Second, even though their earlier advocacy of the Iraq war proved disastrous, those who are now contemplating the use of force against Iran are hardly marginalized or discredited outsiders. The earlier BPC study was endorsed by a task force of mainstream figures that included my Kennedy School colleague Ash Carter (now in charge of acquisitions in the Pentagon) and Iraq hawk (and former WINEP official) Dennis Ross. Ross started out as Obama’s special envoy on Iran and then moved over to a senior Middle East position at the NSC. Ross has also expressed skepticism about the prospects for a diplomatic breakthrough in the past, but believed that trying diplomacy first would make it easier to sell a more forceful approach later.

The drumbeats for war may still be faint but they are getting louder, even though trying to disarm Iran by bombing its nuclear facilities is still a very bad idea. If you want to reunite Iran’s disaffected population behind the current dictatorship and give Ahmadinejad a real jolt of legitimacy, dropping bombs on their country is a good way to start. The Iranian people strongly support the nuclear research program, as does Mir Hussein Mousavi, the opposition candidate who was allegedly “defeated” in the recent election. Equally important, bombing Iran’s existing facilities will only delay the program for a few years, because Iran could reconstitute it in more dispersed, hidden, and protected sites. And bombing them now is hardly going to lessen their desire for a deterrent of their own. Wouldn’t any country that had been attacked in this fashion try to obtain the means to prevent a repeat in the future? Wouldn’t we? Iran’s government and population are also going to be hopping mad at us if we do this (or if we give Israel the green light to attack on its own), and they are bound to do whatever they can to pay us back.
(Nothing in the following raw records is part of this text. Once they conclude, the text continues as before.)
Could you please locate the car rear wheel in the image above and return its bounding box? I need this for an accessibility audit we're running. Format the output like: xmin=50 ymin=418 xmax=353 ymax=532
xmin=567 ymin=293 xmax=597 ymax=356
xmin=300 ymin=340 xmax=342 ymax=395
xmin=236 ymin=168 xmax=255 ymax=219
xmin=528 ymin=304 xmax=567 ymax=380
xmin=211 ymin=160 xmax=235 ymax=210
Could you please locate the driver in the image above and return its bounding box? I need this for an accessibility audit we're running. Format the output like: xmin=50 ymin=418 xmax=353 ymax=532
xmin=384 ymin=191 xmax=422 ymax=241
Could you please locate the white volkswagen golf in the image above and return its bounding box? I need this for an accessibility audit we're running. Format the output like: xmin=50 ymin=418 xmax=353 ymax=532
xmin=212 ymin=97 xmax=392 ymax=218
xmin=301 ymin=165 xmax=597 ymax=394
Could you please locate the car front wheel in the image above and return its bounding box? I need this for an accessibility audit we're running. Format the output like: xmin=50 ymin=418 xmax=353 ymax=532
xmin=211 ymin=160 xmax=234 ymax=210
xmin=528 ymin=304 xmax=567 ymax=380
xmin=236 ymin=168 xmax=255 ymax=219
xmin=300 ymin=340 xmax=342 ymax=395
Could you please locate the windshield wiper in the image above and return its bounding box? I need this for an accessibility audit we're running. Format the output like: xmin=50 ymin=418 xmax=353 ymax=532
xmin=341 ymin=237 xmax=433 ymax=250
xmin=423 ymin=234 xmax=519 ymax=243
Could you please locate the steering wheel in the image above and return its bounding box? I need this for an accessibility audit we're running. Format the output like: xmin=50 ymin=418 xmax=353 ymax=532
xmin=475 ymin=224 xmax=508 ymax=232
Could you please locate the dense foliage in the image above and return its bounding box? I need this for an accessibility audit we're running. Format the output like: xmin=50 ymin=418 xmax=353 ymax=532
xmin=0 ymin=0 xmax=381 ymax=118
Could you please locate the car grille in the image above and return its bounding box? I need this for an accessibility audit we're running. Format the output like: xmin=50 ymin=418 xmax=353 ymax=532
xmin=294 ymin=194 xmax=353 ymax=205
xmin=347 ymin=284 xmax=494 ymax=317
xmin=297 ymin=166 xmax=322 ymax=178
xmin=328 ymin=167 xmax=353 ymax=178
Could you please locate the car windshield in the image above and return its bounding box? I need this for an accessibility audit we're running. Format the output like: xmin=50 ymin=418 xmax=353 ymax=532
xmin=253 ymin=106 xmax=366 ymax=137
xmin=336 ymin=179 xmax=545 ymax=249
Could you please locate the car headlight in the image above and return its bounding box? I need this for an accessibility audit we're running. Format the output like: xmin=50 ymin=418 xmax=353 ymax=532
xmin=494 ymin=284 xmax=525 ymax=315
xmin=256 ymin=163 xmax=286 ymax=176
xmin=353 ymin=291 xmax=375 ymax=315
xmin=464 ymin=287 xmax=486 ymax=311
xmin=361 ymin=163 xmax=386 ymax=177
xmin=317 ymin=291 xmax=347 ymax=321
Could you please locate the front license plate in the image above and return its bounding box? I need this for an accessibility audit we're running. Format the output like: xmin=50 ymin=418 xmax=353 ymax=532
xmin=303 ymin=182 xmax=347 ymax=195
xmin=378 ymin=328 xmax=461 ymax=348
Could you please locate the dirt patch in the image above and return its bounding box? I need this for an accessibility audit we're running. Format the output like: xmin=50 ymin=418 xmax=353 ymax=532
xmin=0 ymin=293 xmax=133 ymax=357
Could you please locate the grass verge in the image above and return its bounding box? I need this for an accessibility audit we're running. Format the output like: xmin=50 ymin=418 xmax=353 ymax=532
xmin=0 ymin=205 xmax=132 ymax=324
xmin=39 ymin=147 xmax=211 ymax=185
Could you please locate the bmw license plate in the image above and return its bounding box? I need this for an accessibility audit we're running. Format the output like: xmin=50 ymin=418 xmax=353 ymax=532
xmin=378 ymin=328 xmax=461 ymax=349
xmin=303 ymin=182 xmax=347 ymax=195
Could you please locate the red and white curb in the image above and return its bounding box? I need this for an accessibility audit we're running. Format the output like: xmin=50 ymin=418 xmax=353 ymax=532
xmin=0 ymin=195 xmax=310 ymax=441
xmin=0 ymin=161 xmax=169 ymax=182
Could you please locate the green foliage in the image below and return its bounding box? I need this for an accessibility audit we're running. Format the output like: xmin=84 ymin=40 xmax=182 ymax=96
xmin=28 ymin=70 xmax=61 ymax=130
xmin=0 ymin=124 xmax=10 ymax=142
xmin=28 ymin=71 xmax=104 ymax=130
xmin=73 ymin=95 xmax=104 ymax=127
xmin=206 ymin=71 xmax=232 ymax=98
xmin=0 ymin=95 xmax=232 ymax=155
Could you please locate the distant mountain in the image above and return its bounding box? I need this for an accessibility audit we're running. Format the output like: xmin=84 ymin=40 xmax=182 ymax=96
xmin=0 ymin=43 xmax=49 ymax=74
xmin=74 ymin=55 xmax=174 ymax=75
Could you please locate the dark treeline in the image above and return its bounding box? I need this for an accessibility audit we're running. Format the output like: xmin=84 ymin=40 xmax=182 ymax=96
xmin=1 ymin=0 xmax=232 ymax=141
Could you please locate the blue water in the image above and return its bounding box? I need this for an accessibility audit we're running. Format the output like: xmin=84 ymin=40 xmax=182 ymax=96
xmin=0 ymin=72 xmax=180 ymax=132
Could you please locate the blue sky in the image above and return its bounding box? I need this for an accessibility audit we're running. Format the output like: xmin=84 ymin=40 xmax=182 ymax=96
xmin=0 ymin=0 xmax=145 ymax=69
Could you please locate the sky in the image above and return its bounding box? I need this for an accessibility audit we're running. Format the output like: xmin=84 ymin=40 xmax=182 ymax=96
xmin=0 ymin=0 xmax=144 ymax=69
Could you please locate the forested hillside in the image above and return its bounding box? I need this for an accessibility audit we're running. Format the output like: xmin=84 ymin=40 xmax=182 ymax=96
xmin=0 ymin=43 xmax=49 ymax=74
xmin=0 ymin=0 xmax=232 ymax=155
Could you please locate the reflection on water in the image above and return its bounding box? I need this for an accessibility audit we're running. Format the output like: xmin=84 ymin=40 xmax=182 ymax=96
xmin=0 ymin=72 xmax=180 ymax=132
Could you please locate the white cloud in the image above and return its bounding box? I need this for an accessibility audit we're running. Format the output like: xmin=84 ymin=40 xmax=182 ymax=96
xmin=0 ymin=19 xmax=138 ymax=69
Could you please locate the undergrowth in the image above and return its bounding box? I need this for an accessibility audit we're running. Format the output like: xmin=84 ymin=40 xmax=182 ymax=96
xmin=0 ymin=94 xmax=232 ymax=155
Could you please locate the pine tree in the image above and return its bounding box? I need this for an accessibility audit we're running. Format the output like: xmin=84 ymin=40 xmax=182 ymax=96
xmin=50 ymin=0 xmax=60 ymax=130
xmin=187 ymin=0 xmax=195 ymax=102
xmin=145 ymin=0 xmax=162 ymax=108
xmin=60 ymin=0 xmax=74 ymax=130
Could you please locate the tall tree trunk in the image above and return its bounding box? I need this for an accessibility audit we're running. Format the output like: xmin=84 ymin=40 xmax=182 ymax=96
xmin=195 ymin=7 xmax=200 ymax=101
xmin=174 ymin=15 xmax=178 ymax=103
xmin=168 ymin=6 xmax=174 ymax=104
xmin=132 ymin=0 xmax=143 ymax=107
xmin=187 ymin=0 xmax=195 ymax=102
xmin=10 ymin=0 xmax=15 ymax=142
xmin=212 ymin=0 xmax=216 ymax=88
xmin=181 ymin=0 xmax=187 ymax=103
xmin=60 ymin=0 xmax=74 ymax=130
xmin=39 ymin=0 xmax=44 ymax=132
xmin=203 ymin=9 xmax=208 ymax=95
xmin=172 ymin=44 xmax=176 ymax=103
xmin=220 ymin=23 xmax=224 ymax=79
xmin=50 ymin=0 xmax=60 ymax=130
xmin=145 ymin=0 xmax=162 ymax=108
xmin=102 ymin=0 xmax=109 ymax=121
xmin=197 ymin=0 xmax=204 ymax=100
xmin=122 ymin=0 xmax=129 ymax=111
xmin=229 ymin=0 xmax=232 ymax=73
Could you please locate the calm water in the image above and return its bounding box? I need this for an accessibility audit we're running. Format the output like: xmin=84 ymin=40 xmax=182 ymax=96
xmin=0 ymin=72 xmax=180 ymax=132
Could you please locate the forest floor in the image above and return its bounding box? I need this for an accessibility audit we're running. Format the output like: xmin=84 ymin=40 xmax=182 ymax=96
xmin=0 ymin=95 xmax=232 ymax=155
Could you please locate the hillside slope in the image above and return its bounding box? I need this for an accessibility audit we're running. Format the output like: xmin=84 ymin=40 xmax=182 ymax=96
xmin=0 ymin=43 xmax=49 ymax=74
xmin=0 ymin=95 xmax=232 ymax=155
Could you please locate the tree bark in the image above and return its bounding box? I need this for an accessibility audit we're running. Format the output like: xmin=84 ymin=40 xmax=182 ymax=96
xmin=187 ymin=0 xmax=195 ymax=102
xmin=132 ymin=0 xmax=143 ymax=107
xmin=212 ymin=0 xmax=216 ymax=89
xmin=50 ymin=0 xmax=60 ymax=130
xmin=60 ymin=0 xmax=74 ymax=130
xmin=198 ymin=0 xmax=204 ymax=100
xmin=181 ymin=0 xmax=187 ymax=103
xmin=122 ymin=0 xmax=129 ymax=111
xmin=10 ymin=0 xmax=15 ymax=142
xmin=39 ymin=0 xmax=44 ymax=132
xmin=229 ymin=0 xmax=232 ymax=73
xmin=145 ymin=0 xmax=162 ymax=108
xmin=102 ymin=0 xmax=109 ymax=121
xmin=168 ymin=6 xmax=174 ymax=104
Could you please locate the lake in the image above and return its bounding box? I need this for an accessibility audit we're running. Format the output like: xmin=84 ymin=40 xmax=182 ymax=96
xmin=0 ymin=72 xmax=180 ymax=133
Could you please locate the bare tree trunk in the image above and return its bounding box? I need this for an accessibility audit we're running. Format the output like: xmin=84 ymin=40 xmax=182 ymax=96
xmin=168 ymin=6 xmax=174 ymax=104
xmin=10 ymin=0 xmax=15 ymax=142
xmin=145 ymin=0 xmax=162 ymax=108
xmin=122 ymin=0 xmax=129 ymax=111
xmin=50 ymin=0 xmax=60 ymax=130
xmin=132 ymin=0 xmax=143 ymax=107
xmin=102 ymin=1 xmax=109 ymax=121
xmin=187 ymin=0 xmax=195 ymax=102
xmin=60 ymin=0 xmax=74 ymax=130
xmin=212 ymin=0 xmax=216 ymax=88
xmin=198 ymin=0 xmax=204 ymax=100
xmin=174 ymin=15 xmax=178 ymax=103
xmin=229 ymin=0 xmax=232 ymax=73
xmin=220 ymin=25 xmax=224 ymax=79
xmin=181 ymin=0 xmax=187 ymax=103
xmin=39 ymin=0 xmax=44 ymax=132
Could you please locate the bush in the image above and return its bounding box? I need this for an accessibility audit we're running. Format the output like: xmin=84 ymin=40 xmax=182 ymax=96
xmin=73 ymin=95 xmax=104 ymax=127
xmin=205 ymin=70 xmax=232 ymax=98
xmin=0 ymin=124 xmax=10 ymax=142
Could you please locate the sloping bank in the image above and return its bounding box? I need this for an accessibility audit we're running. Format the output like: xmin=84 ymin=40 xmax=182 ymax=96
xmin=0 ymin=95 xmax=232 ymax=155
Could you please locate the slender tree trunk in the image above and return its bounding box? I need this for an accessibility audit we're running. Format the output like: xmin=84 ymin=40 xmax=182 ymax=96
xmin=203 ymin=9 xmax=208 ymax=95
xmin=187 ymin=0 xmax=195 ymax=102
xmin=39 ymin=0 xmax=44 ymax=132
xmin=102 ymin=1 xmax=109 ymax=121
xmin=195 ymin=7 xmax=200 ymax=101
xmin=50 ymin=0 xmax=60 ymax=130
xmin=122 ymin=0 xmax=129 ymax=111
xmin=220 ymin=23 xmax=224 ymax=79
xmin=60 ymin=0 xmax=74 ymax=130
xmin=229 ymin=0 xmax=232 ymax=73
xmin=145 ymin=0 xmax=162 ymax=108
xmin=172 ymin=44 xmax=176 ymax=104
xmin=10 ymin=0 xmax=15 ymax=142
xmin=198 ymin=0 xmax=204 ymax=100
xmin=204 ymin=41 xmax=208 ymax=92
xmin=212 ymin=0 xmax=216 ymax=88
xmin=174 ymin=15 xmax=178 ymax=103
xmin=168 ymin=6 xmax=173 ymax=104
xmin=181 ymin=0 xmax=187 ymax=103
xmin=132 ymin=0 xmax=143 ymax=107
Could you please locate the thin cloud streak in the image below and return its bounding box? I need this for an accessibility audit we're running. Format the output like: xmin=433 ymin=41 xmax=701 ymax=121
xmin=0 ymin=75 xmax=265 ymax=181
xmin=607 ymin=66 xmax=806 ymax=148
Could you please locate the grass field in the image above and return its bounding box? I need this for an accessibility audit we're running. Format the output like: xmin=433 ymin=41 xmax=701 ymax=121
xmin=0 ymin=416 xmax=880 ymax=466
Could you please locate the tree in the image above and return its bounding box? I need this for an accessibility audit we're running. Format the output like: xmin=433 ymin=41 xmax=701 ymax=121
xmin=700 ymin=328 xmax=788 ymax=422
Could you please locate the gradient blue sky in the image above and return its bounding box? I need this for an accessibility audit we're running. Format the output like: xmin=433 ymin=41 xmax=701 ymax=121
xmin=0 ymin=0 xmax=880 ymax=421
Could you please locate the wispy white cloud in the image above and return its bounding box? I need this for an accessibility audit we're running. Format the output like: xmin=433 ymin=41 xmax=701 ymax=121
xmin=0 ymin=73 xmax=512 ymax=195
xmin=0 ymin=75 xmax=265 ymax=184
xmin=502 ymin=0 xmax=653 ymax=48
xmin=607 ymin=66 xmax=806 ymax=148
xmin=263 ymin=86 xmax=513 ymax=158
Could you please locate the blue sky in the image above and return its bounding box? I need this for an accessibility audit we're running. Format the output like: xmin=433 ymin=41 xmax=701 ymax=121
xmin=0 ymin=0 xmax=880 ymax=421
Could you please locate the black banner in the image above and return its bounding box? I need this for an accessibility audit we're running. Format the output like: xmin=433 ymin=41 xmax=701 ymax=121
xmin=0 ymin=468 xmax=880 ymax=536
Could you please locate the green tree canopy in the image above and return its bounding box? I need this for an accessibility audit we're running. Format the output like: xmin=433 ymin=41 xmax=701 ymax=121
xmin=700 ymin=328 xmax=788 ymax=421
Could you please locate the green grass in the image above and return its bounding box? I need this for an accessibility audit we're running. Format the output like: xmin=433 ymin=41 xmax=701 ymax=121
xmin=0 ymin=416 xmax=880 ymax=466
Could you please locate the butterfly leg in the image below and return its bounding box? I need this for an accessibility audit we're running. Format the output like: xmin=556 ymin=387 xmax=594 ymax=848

Again, wouldn’t we do the same thing if anyone attacked us?

And please remember: Iran does not have a single nuclear weapon today, and there is still no sign that it has an active weapons program or is enriching uranium to sufficient purity to permit them to build a bomb. (For a rebuttal of Coats et al’s claims on this point, see Daniel Luban here.) As of right now, they appear to looking for a “break out” capability that would enable them to get one rapidly if they decided it was necessary. If so, then it may — repeat, may – still be possible to persuade them not to weaponize. But the only course of action that stands a chance of doing that is the exact opposite of the one that the hawks are proposing.  Instead of rattling sabers, setting deadlines, and mobilizing for war, as Coats et al suggest, we need to take the threat of force off the table entirely. Pointing a gun at their heads merely reinforces their desire for a reliable deterrent, and probably strengthens the hand of any Iranian officials who think they ought to get a bomb as soon as possible. It may still come to that — which would force us to fall back on deterrence and containment — but following the hawks’ prescription makes that outcome more likely.

Lastly, what about tougher sanctions? That will probably end up being the default option — because it lets the United States and its allies appear to be doing something — but it’s not going to work either. Russia doesn’t appear to be willing to go along, sanctions are rarely an effective means of coercion, and Iran has been facing them for years now without budging. If he’s not careful, Obama’s initial efforts to put relations with Iran on a new trajectory will morph back into the same strategy that the Bush administration followed, and will achieve the same results.